Sabtu, 25 Oktober 2014

Dunia dalam genggaman, tapi tidak di hati


al-Kisah, hiduplah seorang Syekh yang sangat zuhud. Ia dikenali sebagai perangai yang luar biasa zuhudnya. Ia memiliki begitu banyak murid yang hebat pula. Hari-harinya diisi dengan munajat panjang tanpa henti. Pekerjaannyapun sangat sederhana, sekadar cukup untuk makan hari itu.

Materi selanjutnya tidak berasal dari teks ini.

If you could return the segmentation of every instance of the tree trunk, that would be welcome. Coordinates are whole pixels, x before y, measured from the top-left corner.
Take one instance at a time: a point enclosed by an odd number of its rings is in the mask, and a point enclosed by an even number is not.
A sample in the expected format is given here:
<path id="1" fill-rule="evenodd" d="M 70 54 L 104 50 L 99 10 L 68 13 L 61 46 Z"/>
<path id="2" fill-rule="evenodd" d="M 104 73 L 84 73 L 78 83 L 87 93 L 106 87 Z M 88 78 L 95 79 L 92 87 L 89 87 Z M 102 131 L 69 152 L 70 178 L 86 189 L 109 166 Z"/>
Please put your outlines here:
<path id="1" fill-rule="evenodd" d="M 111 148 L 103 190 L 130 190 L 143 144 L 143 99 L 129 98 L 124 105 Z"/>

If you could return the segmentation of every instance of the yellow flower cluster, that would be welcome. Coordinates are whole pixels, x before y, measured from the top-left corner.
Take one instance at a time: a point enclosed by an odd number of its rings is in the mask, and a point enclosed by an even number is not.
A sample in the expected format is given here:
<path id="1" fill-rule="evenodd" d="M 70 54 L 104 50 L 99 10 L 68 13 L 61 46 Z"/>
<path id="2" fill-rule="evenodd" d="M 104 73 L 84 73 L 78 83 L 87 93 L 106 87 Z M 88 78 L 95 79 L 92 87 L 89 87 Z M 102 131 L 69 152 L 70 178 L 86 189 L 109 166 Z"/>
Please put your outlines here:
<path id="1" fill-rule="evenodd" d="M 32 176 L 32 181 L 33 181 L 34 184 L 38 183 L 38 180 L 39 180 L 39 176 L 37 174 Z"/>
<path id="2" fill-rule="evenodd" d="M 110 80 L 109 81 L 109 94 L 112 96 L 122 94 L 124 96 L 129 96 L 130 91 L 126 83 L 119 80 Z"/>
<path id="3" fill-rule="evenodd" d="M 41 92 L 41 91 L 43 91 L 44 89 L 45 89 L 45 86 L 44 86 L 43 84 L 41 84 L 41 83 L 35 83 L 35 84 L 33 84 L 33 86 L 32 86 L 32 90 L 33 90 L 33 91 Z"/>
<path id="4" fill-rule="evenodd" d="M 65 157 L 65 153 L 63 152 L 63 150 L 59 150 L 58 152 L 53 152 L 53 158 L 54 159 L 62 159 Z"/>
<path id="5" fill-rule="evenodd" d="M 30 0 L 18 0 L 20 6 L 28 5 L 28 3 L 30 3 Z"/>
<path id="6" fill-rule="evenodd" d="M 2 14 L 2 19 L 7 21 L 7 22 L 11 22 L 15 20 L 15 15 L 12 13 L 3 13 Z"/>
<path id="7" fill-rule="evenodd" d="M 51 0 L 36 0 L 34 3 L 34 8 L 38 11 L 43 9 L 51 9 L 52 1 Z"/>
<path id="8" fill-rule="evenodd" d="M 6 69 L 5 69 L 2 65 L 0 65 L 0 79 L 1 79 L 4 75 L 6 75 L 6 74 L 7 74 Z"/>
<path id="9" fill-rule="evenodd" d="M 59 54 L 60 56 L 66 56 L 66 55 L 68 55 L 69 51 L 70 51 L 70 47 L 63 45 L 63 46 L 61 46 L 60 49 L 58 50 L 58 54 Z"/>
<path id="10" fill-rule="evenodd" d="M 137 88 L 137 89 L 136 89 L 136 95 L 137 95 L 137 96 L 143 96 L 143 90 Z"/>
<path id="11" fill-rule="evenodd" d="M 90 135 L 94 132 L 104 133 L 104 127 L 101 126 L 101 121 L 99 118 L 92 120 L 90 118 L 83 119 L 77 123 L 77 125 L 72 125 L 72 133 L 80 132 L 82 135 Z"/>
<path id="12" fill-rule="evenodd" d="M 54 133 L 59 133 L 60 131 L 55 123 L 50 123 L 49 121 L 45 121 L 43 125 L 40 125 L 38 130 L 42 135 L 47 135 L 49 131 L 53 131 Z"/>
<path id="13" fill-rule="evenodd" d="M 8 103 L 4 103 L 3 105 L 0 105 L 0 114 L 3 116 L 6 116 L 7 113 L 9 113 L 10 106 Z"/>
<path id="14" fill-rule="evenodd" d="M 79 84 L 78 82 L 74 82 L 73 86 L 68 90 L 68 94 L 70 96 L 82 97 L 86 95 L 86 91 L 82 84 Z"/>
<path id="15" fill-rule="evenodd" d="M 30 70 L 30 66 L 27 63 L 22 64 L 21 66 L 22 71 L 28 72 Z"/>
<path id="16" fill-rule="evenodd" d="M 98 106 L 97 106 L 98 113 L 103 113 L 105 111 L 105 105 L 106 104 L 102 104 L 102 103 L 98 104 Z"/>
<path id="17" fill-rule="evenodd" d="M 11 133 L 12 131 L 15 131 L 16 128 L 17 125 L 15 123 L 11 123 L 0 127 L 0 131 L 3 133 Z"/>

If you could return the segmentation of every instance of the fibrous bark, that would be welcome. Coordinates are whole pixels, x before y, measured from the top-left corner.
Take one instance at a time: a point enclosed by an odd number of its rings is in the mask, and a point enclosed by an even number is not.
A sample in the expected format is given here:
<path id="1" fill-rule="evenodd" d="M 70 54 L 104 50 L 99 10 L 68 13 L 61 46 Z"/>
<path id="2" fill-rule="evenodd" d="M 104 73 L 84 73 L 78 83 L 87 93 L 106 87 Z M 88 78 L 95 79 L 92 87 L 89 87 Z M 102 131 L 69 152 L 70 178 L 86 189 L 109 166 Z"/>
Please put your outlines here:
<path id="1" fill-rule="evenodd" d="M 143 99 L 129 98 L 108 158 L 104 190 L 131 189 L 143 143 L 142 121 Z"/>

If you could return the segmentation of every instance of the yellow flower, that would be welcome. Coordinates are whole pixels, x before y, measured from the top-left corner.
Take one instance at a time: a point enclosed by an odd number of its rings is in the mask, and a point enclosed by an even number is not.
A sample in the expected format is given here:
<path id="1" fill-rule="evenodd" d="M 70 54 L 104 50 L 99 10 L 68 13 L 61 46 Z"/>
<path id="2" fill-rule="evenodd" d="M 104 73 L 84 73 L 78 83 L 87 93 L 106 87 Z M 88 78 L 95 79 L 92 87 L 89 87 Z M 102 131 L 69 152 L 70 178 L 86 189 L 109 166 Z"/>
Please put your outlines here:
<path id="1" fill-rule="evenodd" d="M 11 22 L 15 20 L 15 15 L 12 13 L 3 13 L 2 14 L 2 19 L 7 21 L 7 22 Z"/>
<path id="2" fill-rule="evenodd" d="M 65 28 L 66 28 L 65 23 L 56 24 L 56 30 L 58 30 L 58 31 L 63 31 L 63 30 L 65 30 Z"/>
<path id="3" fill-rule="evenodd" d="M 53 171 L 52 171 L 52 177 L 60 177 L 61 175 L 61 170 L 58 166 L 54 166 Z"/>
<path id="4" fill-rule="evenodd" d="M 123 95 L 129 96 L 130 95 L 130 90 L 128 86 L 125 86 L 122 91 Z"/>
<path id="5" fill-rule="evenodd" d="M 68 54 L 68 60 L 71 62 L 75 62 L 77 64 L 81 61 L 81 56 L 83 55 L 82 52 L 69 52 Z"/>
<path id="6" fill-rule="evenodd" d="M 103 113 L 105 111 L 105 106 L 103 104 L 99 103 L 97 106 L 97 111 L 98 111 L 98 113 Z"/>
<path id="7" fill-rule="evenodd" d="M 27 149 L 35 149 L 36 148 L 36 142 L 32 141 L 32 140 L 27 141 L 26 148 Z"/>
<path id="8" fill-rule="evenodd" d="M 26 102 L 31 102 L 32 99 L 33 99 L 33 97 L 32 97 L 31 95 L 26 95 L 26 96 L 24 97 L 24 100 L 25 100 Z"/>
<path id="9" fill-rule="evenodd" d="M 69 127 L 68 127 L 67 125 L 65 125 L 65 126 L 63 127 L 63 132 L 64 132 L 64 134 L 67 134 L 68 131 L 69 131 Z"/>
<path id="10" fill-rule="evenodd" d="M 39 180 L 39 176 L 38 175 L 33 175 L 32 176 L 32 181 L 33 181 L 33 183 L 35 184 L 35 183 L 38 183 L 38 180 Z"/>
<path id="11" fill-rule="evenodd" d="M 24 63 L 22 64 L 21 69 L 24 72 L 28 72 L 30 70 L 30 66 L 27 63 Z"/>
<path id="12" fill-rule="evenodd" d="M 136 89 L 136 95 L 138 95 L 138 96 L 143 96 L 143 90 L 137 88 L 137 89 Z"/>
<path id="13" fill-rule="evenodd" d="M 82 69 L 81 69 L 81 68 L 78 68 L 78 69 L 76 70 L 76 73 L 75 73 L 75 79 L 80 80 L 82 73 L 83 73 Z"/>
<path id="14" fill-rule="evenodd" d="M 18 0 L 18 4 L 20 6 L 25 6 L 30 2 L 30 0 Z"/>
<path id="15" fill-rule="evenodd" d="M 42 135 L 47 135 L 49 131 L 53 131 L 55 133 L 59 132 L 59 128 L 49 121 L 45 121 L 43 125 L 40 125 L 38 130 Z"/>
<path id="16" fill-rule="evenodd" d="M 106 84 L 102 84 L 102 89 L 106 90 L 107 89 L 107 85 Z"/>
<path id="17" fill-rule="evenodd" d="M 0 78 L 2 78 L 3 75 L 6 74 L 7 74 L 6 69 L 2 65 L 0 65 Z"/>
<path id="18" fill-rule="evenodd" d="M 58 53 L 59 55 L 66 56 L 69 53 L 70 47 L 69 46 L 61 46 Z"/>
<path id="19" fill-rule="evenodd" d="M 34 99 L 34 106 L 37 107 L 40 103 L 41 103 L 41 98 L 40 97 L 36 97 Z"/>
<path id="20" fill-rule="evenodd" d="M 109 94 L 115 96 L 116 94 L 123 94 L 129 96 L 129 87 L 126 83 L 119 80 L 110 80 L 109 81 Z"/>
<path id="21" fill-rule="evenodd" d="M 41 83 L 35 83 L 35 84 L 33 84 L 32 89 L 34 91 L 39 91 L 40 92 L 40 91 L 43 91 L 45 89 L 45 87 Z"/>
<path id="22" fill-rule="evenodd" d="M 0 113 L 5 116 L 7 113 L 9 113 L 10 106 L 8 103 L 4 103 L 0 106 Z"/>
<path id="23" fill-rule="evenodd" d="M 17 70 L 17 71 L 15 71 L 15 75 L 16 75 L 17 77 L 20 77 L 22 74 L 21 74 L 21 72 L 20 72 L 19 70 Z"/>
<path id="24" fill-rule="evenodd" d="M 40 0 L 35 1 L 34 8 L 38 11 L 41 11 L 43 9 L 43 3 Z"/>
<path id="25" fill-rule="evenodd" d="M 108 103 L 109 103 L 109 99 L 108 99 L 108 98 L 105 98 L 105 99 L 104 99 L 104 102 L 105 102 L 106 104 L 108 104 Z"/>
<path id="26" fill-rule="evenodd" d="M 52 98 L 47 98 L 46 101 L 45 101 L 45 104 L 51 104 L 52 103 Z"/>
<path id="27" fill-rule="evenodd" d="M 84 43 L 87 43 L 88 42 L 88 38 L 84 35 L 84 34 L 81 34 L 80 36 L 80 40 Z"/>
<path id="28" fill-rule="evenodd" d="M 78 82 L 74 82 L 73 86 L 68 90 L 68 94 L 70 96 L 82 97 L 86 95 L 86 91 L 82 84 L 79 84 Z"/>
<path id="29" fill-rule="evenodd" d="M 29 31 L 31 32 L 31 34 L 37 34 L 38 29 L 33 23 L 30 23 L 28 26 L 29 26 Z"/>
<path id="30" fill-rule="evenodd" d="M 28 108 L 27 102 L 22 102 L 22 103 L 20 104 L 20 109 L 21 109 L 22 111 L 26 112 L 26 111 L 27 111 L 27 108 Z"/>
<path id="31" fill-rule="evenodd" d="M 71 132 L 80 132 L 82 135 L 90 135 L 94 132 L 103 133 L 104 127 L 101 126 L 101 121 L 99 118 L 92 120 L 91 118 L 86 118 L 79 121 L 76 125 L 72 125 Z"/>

Pekerjaan Syekh ini adalah memancing di sungai untuk memenuhi kebutuhan sehari-harinya. Ini dilakukan setiap harinya. Uniknya, dia tidak mengambil keseluruhan bagian ikan yang didapatkannya. Ia hanya mengambil kepala ikannya kemudian badan ikannya dibagikan kepada orang yang membutuhkan. Dikenallah ia dengan gelar Syekh Kepala Ikan.


Suatu hari ia meminta salah seorang muridnya untuk menemui gurunya yang berada di kota. Sudah sangat lama ia tidak mendengarkan nasihat gurunya.Hanya karena kesibukannya untuk memancing demi melayani orang-orang di sekitarnya dengan ikan hasil pancingannya maka ia tidak bisa menemui gurunya secara langsung. Si murid bersedia.

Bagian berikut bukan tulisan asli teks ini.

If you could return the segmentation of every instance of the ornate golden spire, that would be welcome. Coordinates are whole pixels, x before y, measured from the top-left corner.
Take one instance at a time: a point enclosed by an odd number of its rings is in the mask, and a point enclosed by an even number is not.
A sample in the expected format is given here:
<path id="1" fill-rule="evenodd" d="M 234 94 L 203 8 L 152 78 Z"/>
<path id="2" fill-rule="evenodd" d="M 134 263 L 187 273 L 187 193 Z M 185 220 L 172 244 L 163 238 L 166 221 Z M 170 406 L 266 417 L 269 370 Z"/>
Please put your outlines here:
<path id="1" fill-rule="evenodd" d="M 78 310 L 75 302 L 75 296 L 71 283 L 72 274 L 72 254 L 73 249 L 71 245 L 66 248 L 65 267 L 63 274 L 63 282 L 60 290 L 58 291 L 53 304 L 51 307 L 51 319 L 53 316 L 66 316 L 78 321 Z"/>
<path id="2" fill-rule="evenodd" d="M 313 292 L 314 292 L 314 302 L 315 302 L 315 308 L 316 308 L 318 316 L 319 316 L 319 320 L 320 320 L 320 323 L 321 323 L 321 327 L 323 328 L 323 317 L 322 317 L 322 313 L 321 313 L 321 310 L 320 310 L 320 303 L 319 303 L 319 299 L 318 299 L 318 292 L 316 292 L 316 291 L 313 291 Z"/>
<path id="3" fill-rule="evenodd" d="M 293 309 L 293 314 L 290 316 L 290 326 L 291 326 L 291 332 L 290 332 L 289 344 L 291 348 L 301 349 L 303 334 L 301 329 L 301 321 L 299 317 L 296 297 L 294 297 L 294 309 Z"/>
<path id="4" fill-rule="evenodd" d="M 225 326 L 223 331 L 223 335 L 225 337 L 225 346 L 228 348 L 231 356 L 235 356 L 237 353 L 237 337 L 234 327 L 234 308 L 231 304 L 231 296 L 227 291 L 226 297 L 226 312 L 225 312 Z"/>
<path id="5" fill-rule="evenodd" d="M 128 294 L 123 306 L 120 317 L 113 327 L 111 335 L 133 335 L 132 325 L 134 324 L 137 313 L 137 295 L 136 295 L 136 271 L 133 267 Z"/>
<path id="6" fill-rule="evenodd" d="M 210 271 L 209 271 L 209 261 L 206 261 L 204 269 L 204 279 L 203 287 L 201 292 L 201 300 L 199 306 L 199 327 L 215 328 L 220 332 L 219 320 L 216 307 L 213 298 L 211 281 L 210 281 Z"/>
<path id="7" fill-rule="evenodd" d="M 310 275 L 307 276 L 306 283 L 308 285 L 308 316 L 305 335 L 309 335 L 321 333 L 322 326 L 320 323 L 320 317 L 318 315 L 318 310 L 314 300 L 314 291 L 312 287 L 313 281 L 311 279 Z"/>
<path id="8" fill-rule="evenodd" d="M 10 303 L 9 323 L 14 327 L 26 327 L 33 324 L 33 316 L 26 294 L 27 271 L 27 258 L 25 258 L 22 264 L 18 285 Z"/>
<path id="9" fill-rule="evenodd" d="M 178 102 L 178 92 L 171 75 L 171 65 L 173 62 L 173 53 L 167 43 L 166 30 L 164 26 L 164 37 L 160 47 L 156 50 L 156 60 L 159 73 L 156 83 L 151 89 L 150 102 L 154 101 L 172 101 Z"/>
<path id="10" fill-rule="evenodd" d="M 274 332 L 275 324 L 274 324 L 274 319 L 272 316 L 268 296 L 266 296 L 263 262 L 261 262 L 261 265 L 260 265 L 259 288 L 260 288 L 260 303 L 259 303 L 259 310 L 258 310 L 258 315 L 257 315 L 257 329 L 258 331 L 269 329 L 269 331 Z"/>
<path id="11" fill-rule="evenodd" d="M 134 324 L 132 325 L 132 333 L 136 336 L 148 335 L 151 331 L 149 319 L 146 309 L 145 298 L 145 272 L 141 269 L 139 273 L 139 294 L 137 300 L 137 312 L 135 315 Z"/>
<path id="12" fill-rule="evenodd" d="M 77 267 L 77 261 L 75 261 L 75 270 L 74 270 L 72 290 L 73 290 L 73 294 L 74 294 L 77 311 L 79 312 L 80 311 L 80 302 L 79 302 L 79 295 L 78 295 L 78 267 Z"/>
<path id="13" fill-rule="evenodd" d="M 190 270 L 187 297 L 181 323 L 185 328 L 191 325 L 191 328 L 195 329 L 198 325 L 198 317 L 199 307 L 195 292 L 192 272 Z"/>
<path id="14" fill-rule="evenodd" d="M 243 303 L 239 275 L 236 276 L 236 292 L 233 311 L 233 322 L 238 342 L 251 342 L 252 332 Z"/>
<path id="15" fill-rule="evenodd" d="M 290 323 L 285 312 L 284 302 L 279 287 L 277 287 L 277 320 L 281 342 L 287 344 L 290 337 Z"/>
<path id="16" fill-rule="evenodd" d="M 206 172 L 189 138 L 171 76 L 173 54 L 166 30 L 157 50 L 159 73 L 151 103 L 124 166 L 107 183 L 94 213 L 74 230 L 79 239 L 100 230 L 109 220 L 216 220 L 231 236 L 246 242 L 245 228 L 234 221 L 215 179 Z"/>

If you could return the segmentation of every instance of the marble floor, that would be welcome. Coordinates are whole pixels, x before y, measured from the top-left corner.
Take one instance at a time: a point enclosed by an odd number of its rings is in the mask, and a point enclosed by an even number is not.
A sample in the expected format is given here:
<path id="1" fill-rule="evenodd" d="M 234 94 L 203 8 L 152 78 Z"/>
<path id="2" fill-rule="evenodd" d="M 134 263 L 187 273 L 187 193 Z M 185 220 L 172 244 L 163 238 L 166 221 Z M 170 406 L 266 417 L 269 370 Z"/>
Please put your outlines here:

Berangkatlah si Murid ke kota untuk menemui guru dari gurunya itu. Ia mendatangi rumah sebagaimana petunjuk gurunya. Sampai di depan pagar,  ia tersentak. Di dapatinya sebuah rumah bak istana megah. Di jalanannya dibentangkan permadani-permadani mahal. Taman-tamannya dihiasi dengan pancuran air dan lampu-lampu mahal. Di sana-sini penjaga bersileweran. Ia ragu, ini bukanlah rumah yang hendak dituju. Tidak mungkin gurunya memiliki guru yang hidupnya dalam kefoya-foyaan harta sementara muridnya mengajarkan tentang kezuhudan.


Di tengah keraguannya, ia ditanya oleh salah seorang penjaga. Ia menjelaskan bahwa ia diutus untuk menemui guru yang bernama Syekh Fulan bin fulan. Si penjaga mengiayakan bahwa tempat inilah yang dituju. Ia lalu diantarkan menghadap kepada Syekh tersebut. Setelah menjelaskan asal-usulnya,ia lalu menyampaikan hajatnya.
“Apa hajatmu?” Tanya syekh tersebut.
“Guruku yang bernama Fulan bin Fulan meminta anda untuk memberinya nasihat melalui aku,”
“Kalau begitu kembalilah ke gurumu, sampaikanlah bahwa gurumu memberikan nasihat untuk berlaku zuhud terhadap dunia,” kata syekh itu dengan mantap.


Sang murid ini pun pulang dengan penuh kebimbangan. Bagaimana mungkin dirinya dinasihati agar menjauhi dunia sementara si pemberi nasihat sendiri memiliki kekayaan yang berlimpah.


Ia menghadap ke gurunya lalu menceritakan seluruh ihwalnya.Termasuk segala kebimbangannya terhadap apa yang disaksikannya. Gurunya tertawa.
“Begitulah hebatnya guruku, saat dunia berada di tangannya ia tetap bisa berlaku zuhud. Sangat berbeda denganku, betapapun telah kujauhi dunia tapi masih saja dunia membuatku terkesan. Bukankah Sulaiman juga adalah seorang nabi yang dilimpahi kekayaan yang tak terbatas. Bisakah kita menuduh nabi Sulaiman sebagai orang yang tidak berlaku zuhud dengan dunia?” Jelas gurunya.


Apa yang kau miliki, sementara tak satupun bisa kau ciptakan. Di dunia ini tak ada yang bisa dimiliki, dan semuanya tidak memiliki dirimu juga. Yang berhak memiliki adalah Allah, dan dirimu tidak dimiliki oleh selain-Nya.


Tradisi Tasawuf mengajarkan seperti itu: tak ada kepemilikan. Yang ada adalah asahan menuju ke kesempurnaan. Untuk beberapa abad, para sufi diidentikkan dengan pakaian kumuh dan hidup dalam kemelaratan karena tak punya apa-apa. Lalu digelarilah si Faqir. Mungkin saja itu benar sebagai gerakan pemberontakan terhadap hidup glamour yang berada di zamannya. Ia ingin memberikan kesan kepada manusia bahwa ketiadaan harta bukanlah berarti tak dapat hidup bahagia. Kini tibalah saatnya di mana sufi harus menguasai perekonomian, pemerintahan, social dan di segenap lini kehidupan. Ini demi mengajari kita bahwa dekat dengan harta dan jabatan tak lantas membuat jauh dari Tuhan.


Sufi adalah orang yang tidak memiliki dan tidak dimiliki. Saat dunia ada dalam genggaman, tapi tidak sampai merasuk di hati.